Portions of the brain other than Broca's and Wernicke's Areas also are involved in the use and comprehension of language. Because these other areas may be able to help compensate for damage to Broca's or Wernicke's Areas, people who have damage to only one or the other area generally do not show fully the difficulties described in this and the previous section. The degree of impairment depends on the amount of damage to Broca's or Wernicke's Areas, and whether or not other language areas can compensate.

There are other types of aphasia that seem to be associated with damage to various areas of the brain — areas that may not even be in the cerebral cortex. In short, language use and comprehension is linked to activity in many different areas of the brain that are spread throughout the cortex, limbic system, and brain stem (cerebellum).

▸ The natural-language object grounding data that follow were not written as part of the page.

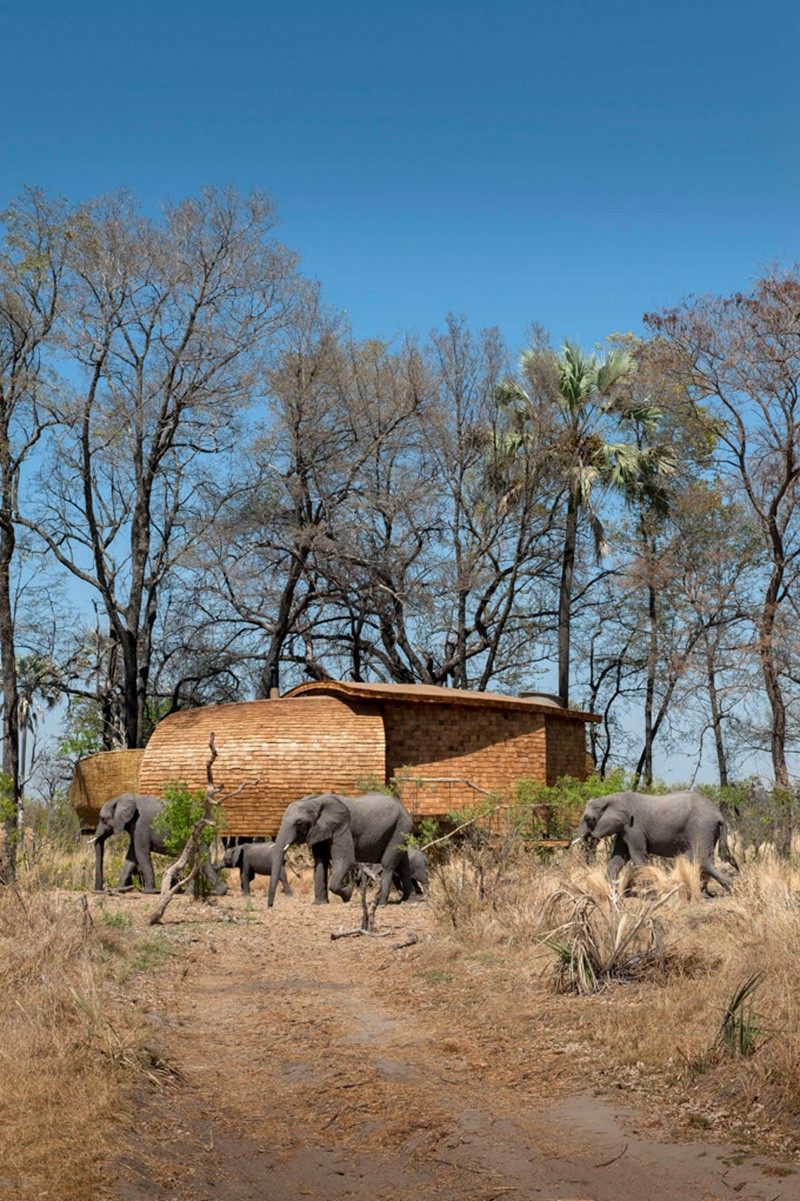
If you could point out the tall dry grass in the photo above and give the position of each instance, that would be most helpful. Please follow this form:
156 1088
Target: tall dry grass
661 1014
71 1047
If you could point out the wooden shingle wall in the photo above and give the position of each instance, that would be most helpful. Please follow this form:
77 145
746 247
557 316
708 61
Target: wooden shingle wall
99 777
490 747
292 747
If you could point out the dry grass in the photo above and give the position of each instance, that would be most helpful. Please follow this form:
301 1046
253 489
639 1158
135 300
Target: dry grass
662 983
71 1047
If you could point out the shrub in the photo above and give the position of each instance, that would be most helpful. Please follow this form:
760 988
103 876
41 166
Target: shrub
544 811
603 938
181 811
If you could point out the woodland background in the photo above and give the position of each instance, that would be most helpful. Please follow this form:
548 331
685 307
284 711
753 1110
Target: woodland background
210 489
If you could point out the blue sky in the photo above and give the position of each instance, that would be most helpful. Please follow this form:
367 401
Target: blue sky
563 162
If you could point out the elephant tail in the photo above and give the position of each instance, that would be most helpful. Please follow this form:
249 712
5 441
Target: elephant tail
724 846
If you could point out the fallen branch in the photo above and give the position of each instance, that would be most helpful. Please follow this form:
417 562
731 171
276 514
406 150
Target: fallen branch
195 852
368 913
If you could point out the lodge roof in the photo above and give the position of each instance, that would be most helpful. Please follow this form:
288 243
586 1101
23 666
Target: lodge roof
423 693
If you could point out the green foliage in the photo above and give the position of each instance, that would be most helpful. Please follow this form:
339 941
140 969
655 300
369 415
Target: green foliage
181 812
53 822
115 920
742 1029
553 811
428 830
758 814
7 819
83 729
154 710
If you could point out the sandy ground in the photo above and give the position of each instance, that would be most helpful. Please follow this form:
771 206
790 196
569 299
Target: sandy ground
323 1069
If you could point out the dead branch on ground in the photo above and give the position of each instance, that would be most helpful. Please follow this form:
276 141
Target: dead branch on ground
195 854
368 913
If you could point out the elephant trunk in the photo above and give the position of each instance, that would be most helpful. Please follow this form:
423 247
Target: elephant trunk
583 832
100 846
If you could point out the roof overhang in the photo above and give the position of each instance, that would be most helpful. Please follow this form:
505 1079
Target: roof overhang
430 694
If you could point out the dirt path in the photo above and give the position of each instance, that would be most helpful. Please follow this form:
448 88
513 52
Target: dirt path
328 1070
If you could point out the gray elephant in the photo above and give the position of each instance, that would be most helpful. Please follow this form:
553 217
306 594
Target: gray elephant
139 817
254 859
342 831
642 825
417 868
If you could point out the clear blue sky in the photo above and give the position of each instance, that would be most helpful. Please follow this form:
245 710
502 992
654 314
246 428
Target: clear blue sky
573 163
563 162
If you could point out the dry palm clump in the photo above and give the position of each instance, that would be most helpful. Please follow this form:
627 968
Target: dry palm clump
70 1047
675 990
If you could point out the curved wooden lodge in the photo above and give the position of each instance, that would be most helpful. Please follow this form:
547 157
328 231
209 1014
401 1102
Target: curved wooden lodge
442 747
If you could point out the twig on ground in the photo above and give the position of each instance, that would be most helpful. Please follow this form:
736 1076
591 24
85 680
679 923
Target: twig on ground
195 852
409 940
607 1163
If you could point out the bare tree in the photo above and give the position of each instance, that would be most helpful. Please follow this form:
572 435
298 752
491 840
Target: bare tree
165 327
31 268
739 359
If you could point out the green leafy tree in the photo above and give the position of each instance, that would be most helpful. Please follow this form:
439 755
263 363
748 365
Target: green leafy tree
579 402
183 808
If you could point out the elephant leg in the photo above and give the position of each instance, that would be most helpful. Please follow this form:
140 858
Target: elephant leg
620 856
406 884
130 867
708 868
340 882
321 860
144 860
216 882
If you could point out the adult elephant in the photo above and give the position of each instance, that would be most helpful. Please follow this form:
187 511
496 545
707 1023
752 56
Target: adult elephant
642 825
342 831
138 816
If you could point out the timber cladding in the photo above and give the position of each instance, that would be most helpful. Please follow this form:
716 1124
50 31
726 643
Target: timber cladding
447 757
278 750
100 777
443 748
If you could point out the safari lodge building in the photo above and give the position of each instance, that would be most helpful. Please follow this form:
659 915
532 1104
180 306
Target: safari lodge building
442 748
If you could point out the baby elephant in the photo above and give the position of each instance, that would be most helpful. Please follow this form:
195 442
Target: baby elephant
418 866
254 859
417 870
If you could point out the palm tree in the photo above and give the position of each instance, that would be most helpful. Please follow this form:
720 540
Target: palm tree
584 395
37 692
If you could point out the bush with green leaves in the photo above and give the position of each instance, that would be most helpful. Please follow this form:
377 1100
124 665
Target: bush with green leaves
181 811
183 808
758 816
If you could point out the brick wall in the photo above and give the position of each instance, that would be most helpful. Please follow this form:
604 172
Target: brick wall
491 747
566 748
292 747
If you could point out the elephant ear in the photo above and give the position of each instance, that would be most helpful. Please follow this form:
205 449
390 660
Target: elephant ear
124 811
333 817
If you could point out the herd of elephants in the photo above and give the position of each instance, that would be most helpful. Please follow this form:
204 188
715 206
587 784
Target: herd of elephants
374 829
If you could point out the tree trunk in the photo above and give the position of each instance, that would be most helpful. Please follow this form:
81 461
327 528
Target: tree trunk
10 792
565 598
716 716
772 686
645 763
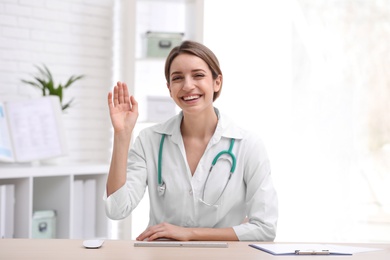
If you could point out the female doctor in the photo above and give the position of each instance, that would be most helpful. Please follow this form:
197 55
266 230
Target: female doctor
207 178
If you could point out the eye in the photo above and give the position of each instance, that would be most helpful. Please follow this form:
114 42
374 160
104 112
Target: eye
199 75
176 78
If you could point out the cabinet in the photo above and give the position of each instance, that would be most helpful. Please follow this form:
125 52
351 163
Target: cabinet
172 16
53 188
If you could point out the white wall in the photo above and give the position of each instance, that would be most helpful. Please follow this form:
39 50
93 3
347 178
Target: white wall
300 89
71 37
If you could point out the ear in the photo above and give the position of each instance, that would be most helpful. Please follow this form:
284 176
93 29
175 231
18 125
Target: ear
218 83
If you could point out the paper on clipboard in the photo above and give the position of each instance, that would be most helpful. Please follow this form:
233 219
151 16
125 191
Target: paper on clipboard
289 249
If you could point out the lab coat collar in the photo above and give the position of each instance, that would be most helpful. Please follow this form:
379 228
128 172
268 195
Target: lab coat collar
225 128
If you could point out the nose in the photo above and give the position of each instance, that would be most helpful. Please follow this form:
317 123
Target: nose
188 83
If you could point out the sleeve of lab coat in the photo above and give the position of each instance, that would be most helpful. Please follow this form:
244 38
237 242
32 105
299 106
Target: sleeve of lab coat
122 202
261 198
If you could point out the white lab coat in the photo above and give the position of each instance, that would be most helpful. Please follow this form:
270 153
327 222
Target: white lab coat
249 193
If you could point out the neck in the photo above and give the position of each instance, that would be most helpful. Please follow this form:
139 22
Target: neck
199 126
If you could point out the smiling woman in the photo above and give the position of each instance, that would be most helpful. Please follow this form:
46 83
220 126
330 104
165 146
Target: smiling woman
189 200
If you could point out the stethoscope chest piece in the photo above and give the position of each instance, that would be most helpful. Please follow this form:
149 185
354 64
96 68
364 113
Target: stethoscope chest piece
161 189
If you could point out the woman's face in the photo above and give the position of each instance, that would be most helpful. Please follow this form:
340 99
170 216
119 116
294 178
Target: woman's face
191 83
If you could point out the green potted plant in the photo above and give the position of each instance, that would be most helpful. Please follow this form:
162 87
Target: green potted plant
46 84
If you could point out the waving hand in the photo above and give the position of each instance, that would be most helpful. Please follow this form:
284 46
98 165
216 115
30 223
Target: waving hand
123 109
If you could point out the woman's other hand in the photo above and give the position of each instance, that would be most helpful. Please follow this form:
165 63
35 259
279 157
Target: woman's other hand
165 230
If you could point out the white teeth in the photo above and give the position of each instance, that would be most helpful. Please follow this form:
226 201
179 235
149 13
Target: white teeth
190 97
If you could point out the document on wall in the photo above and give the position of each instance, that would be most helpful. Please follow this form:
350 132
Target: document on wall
31 130
311 249
7 208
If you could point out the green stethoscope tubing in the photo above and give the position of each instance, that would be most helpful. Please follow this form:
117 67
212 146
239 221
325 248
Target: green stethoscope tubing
229 152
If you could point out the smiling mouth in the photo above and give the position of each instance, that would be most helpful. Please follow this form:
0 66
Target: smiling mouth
189 98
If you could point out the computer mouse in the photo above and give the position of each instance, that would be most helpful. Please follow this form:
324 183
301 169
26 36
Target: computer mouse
93 243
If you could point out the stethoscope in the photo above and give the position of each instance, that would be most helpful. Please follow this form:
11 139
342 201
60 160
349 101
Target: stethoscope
161 184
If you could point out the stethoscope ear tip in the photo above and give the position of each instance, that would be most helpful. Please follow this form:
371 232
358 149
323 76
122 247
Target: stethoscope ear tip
161 189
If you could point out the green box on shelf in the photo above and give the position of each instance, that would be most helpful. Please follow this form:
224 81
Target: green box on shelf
44 224
159 44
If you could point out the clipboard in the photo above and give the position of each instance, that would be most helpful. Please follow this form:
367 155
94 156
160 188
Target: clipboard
310 249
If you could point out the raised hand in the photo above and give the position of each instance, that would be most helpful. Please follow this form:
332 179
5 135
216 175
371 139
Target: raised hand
123 109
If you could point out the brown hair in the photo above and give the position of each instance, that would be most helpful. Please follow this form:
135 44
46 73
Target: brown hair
199 50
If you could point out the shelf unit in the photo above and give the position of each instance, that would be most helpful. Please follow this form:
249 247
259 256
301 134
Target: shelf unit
174 16
52 187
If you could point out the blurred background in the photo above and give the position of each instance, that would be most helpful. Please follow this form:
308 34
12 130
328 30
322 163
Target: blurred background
309 76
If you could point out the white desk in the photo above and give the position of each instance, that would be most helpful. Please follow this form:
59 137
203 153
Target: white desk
58 249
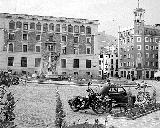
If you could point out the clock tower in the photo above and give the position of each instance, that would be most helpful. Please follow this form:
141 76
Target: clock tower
139 20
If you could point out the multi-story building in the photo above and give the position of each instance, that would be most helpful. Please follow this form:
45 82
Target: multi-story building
138 48
108 62
47 44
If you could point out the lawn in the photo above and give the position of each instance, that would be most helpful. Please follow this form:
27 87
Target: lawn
35 107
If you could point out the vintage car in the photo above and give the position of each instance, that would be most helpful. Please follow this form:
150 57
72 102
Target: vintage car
117 96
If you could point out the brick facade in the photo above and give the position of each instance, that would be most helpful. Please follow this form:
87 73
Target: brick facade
25 28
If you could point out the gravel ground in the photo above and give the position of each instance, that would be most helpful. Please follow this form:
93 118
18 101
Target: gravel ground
35 107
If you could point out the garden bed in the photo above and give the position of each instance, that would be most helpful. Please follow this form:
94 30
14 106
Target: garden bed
137 111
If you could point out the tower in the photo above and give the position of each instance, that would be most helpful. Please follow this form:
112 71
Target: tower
138 19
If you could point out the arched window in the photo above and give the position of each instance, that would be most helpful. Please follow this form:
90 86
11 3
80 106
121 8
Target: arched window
32 25
51 26
76 29
45 27
11 24
38 26
10 47
82 29
70 28
88 30
18 24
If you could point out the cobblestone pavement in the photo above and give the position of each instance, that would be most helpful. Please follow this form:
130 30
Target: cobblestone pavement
35 108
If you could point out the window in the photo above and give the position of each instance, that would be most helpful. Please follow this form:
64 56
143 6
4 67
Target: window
63 63
147 63
23 61
151 40
70 28
88 50
82 29
156 47
25 36
75 73
88 73
18 24
38 37
139 47
88 30
11 36
10 47
45 27
147 55
152 47
88 63
64 38
57 27
128 55
24 48
156 64
76 29
76 63
138 39
76 50
10 61
111 61
63 50
38 48
147 47
64 28
138 55
121 64
88 40
32 25
76 39
146 39
38 26
37 62
50 38
11 24
52 48
156 40
51 26
128 63
25 26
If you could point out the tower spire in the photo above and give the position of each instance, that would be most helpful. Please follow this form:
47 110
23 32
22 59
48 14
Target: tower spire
138 3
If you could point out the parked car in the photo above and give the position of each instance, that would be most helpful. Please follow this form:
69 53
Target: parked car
117 96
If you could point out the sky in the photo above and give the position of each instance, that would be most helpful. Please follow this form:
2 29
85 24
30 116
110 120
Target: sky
110 13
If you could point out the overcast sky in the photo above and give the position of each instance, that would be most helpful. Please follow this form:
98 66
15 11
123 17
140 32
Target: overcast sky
110 13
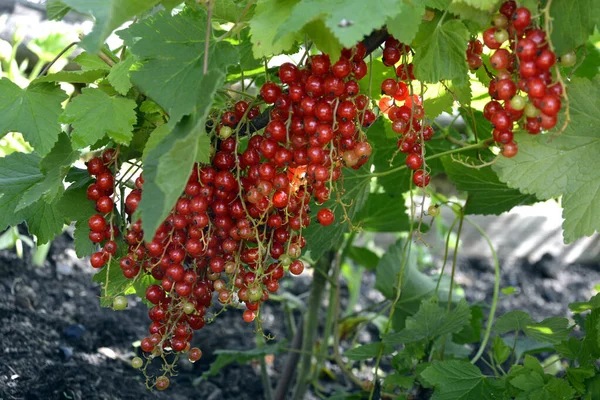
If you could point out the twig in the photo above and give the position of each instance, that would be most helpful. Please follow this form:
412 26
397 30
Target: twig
290 366
488 328
59 55
207 37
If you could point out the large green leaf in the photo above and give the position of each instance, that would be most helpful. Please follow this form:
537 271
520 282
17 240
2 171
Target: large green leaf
384 149
56 9
44 221
171 50
33 111
566 166
551 330
119 76
75 206
461 380
82 76
487 194
383 213
431 321
263 29
94 113
55 167
572 23
354 194
405 24
109 15
442 54
349 20
167 166
369 350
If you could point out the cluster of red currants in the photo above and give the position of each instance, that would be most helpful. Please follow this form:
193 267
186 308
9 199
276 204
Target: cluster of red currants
524 80
237 227
405 110
102 191
474 50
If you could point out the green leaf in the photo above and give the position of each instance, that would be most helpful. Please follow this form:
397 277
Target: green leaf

Study Questions for Section 4-7

  1. The frontal lobes make up about how much of the cerebral cortex?
  2. Why had it been so difficult to understand the major functions of the frontal lobes before about 1975?
  3. What are the three major functions of the frontal lobes?
  4. Which part of the frontal lobes controls movement of the skeletal muscles?
  5. What happens if the primary motor cortex in the right hemisphere is damaged?
  6. According to Figure 1, if the part of the motor cortex that controls movements of the eyeball and eyelid is damaged, what other movements might a person have difficulty performing?
  7. What does Broca's Area do?
  8. How is Broca's aphasia similar to, and different from, Wernicke's aphasia?
  9. How might difficulties in comprehending grammatical words cause the reduced ability of Broca's patients to produce (and understand) language?
  10. If a person has no damage to either Broca's or Wernicke's Areas, can that person still have aphasia? Why or why not?